In writing down copy, the process is as follows;
1)Listen CW codes
2)Convert a code to the corresponding letter
3)Write down the letter
4)In the meantime, understand the meaning of the word or the sentence, frequently after all the sentences were sent.
In the process (3), we should concentrate on the motion of writing down. It is always hard for the receiver to understand what the word/sentence is meaning. It could be a serious defect in conversational CW communication. Merle K6DC used to ask the reader in his autobiography why we wrote down every word in our conversation. The motion of writing down is not only an unnecessary but also disturbing process.
Of course, when learning each code, it might be helpful to write each letter corresponding a code. But, if you go on writing down every letter, you could be dependent on the motion of writing itself. You would feel very anxious about not writing it down. It causes a kind of anxiety neurosis. You won't stop writing down even if you are trained for receiving code enough. Unfortunately, there are still such cases on the air. So leave writing down every letter as soon as possible.
On the other hand, the head copy is much more suitable for conversation on CW. The process is as follows;
1)Listen CW codes
2)Convert each code to letter, which comprises a word and subsequently a sentence.
3)Take the meaning of the word/sentence
It is quite important that, in this process, the process (2) and (3) go on alternately or at the same time. While taking the meaning of particular word/sentence, you would expect the word/sentence which follows it. In the next moment, you could confirm if your expectation was right or not from what comes next. This persistently ongoing process of communication in the brain will reveal the whole meaning of sentences or a paragraph in the message. It is a highly intellectual process. You should be accoustomed with this process in reception. It won't be possible without head copy.

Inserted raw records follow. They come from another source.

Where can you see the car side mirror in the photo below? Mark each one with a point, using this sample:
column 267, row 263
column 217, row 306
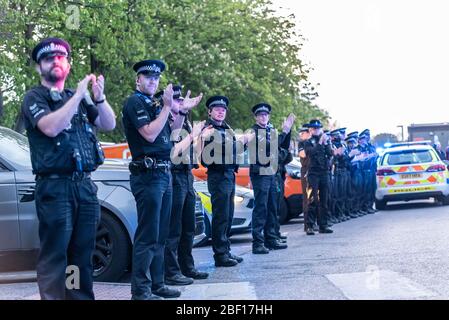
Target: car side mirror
column 295, row 174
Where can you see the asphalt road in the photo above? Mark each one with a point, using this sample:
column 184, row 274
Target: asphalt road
column 399, row 253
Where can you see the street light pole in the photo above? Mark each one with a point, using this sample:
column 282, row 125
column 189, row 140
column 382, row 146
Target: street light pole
column 402, row 132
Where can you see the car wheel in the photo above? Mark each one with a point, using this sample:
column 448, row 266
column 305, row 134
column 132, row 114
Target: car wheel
column 207, row 231
column 381, row 204
column 112, row 253
column 283, row 213
column 445, row 200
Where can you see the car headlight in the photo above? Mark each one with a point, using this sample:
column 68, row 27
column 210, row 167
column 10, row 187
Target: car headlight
column 123, row 184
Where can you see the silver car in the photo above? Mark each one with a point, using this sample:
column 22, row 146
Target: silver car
column 243, row 207
column 19, row 241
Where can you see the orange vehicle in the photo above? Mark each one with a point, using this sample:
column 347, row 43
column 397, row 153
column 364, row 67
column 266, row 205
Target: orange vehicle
column 291, row 206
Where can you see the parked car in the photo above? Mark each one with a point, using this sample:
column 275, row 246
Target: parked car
column 291, row 205
column 243, row 207
column 19, row 241
column 410, row 171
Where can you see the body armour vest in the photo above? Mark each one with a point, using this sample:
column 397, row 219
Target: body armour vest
column 76, row 148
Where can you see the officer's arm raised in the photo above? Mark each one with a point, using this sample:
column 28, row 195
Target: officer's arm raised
column 106, row 116
column 150, row 131
column 54, row 123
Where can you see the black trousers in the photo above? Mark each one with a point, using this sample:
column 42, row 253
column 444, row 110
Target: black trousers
column 318, row 188
column 68, row 213
column 221, row 185
column 179, row 244
column 265, row 208
column 305, row 198
column 341, row 192
column 357, row 189
column 367, row 189
column 280, row 189
column 153, row 194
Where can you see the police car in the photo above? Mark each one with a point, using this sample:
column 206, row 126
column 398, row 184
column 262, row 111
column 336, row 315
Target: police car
column 411, row 171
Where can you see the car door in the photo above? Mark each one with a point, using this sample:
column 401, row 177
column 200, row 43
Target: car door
column 28, row 222
column 9, row 218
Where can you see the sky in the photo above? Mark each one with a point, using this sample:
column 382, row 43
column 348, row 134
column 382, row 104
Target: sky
column 380, row 64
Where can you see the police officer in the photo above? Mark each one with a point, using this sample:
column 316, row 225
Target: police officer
column 357, row 174
column 147, row 129
column 61, row 126
column 319, row 149
column 341, row 163
column 304, row 135
column 284, row 158
column 263, row 169
column 179, row 263
column 219, row 149
column 369, row 173
column 351, row 143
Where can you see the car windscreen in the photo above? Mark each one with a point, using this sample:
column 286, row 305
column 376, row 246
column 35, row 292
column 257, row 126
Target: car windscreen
column 14, row 148
column 409, row 157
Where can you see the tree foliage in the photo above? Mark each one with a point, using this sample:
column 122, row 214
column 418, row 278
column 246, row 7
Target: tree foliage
column 238, row 48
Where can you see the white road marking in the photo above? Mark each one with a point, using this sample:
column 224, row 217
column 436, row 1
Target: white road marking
column 378, row 285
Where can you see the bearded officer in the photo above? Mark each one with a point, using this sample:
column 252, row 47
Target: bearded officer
column 61, row 125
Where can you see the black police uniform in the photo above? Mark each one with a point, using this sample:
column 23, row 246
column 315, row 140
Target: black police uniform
column 264, row 182
column 221, row 185
column 341, row 183
column 368, row 167
column 151, row 185
column 66, row 198
column 304, row 168
column 284, row 158
column 178, row 247
column 318, row 182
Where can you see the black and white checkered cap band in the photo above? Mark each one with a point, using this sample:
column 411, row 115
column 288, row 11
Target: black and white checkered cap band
column 262, row 109
column 218, row 103
column 51, row 48
column 153, row 69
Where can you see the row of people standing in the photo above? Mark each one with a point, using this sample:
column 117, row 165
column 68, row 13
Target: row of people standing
column 338, row 174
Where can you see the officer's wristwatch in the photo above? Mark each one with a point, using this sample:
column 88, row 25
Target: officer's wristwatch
column 102, row 99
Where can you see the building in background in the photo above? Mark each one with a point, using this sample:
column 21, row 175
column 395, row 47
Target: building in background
column 435, row 132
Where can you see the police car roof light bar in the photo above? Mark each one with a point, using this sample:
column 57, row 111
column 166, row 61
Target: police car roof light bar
column 409, row 143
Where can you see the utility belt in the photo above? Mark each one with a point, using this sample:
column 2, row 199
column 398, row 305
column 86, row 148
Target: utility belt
column 147, row 164
column 183, row 168
column 74, row 176
column 223, row 168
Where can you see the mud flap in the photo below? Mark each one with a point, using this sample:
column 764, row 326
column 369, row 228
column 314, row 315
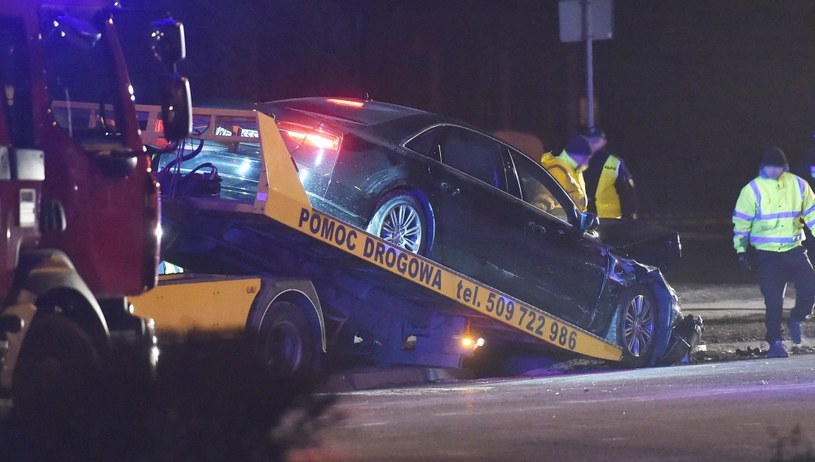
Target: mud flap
column 25, row 312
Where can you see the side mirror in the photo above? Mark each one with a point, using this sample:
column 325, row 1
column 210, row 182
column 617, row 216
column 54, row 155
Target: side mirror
column 176, row 108
column 589, row 222
column 168, row 42
column 79, row 32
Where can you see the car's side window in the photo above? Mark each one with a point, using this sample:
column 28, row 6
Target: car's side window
column 534, row 189
column 475, row 155
column 427, row 143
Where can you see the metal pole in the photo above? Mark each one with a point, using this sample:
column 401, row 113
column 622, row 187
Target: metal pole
column 587, row 35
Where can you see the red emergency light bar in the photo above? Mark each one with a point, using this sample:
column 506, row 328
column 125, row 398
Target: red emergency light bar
column 346, row 102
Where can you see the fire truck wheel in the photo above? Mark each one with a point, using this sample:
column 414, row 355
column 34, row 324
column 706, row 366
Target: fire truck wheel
column 56, row 368
column 290, row 346
column 637, row 326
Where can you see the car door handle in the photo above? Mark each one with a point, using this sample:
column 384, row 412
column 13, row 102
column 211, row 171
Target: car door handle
column 450, row 189
column 536, row 228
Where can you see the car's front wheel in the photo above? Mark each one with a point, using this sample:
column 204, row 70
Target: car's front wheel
column 637, row 326
column 401, row 220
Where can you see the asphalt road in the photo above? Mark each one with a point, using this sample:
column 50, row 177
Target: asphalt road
column 738, row 411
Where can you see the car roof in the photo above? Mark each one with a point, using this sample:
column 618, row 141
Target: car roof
column 360, row 111
column 390, row 123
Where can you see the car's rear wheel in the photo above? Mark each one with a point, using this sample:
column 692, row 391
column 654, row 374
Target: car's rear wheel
column 637, row 326
column 401, row 220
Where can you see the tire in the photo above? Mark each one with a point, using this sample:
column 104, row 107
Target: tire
column 55, row 375
column 636, row 330
column 401, row 220
column 288, row 343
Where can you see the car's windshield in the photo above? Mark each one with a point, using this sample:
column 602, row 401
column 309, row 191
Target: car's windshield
column 82, row 81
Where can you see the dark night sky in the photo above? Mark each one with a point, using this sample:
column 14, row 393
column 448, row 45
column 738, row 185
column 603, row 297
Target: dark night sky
column 690, row 92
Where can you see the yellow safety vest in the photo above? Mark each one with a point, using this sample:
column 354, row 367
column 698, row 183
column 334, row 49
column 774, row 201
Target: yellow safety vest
column 770, row 214
column 565, row 171
column 607, row 200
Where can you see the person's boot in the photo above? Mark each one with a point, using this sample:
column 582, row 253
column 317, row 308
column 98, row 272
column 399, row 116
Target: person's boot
column 795, row 331
column 778, row 350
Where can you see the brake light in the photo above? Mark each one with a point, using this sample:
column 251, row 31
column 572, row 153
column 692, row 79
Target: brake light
column 346, row 102
column 316, row 138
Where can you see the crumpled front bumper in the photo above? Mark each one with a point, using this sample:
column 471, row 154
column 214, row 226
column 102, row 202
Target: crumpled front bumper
column 685, row 335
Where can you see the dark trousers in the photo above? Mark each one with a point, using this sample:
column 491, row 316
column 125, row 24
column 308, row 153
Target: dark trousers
column 775, row 270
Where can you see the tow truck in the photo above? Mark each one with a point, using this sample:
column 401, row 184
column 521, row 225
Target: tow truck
column 315, row 291
column 80, row 209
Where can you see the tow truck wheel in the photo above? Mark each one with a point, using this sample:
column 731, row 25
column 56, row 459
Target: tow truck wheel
column 401, row 220
column 637, row 327
column 289, row 345
column 56, row 367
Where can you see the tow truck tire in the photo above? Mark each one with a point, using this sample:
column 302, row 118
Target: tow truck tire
column 636, row 330
column 289, row 344
column 401, row 220
column 57, row 367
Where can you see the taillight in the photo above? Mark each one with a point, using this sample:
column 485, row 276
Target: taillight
column 313, row 137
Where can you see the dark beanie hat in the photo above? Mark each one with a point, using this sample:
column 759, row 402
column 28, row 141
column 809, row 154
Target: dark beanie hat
column 595, row 132
column 774, row 157
column 579, row 145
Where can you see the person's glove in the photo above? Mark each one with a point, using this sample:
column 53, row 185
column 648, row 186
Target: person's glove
column 744, row 262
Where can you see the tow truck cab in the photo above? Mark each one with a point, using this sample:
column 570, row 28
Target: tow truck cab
column 79, row 206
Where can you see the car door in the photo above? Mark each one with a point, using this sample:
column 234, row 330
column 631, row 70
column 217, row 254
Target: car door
column 562, row 268
column 470, row 184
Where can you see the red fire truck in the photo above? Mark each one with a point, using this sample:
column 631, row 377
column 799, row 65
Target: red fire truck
column 79, row 207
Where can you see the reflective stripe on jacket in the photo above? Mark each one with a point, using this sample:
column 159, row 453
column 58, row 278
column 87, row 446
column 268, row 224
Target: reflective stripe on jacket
column 607, row 199
column 565, row 171
column 770, row 214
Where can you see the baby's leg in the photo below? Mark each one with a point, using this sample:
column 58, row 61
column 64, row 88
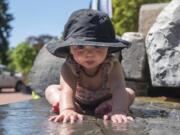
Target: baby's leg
column 131, row 95
column 52, row 94
column 106, row 106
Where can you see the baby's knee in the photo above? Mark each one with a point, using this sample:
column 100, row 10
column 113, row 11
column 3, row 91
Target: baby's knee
column 131, row 95
column 52, row 89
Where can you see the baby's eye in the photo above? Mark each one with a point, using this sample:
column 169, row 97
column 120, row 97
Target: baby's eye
column 97, row 47
column 80, row 47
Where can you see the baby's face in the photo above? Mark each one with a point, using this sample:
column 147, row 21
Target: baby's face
column 89, row 57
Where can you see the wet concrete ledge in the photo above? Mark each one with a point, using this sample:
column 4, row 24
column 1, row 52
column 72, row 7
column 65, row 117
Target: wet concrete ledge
column 31, row 118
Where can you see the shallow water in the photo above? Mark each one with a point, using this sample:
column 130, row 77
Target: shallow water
column 31, row 118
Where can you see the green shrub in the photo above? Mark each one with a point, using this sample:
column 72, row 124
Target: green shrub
column 125, row 14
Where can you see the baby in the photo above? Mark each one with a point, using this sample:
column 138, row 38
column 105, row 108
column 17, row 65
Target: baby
column 91, row 78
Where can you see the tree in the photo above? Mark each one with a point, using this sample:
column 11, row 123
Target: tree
column 5, row 28
column 40, row 41
column 126, row 14
column 22, row 57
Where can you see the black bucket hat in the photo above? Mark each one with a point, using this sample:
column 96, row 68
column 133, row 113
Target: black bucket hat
column 87, row 27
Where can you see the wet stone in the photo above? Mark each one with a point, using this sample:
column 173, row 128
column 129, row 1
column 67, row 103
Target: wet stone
column 31, row 118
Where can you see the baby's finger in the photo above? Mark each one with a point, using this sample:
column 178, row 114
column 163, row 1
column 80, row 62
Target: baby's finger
column 129, row 118
column 80, row 117
column 66, row 119
column 59, row 118
column 73, row 119
column 123, row 119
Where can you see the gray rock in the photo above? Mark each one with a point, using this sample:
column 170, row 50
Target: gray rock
column 45, row 71
column 134, row 58
column 163, row 47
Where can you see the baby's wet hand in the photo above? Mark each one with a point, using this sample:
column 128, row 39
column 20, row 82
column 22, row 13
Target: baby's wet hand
column 118, row 118
column 67, row 116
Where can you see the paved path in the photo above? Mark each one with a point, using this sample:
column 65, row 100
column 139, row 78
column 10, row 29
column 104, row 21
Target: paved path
column 10, row 96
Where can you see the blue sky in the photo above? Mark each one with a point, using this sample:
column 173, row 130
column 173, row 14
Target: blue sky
column 37, row 17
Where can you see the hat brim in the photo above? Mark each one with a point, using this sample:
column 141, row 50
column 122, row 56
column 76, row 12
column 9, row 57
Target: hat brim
column 60, row 48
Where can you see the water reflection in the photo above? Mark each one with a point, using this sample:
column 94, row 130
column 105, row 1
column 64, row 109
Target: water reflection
column 31, row 118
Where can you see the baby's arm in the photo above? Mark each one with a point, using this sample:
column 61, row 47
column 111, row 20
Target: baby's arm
column 119, row 96
column 67, row 104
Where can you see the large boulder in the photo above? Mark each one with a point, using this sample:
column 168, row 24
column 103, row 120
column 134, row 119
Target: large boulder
column 163, row 47
column 134, row 63
column 45, row 71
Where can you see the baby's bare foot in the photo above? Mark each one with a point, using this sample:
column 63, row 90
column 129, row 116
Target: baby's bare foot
column 55, row 108
column 104, row 108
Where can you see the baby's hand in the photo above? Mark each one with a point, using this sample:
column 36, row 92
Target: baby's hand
column 68, row 115
column 118, row 118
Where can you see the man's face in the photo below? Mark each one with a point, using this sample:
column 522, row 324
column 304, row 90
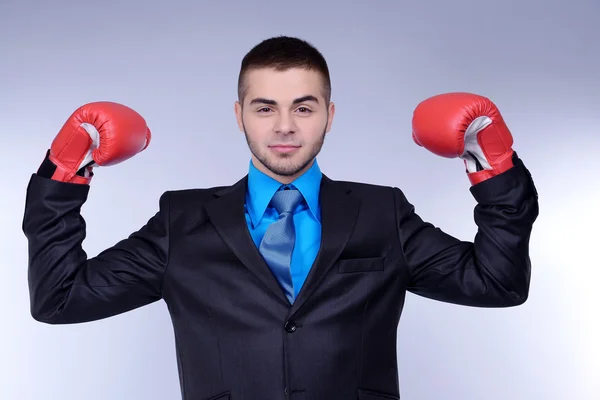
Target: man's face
column 285, row 120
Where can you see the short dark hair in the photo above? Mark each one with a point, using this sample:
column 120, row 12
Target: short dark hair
column 283, row 53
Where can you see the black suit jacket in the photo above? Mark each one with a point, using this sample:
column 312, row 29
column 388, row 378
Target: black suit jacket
column 237, row 337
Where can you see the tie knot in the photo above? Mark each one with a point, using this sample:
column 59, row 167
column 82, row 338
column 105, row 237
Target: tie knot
column 286, row 201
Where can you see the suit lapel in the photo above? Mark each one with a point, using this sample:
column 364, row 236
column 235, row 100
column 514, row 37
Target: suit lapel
column 339, row 210
column 227, row 214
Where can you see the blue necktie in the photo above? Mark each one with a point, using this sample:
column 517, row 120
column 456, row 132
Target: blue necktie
column 278, row 243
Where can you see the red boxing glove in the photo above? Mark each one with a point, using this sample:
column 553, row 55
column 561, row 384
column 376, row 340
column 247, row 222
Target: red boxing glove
column 96, row 134
column 468, row 126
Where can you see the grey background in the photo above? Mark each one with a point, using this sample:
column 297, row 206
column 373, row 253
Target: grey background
column 177, row 63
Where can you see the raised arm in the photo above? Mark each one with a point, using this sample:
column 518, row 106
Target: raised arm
column 493, row 270
column 65, row 286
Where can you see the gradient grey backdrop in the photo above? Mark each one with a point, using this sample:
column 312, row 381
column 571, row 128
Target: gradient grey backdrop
column 177, row 64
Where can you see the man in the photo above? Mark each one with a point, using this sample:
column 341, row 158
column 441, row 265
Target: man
column 287, row 284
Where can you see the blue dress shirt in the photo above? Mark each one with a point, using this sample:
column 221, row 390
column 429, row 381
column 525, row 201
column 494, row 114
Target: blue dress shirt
column 307, row 217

How to train head copy is the next question. The popular training method of Koch is involved in the process (1) and (2). It won't train the process (3) or the communicative process stated above. I would point it out that this reception process is equivalent to reading process. I have quoted a medical paper in a previous article in this blog on this issue. It said the fMRI study had shown that CW reception is comparable to reading. In another words, reception of CW is most likelily performed at the center of brain of reading. For a non native ham, the process (3) is accompanied by the other difficult factor,
that is, translation of English into mother tongue. The training of reading in English is very important for them to brush up the skill in CW conversation. Koch method must be of help to the beginners in non native countries but is of limited value for those who would like to improve their skills after having learned code.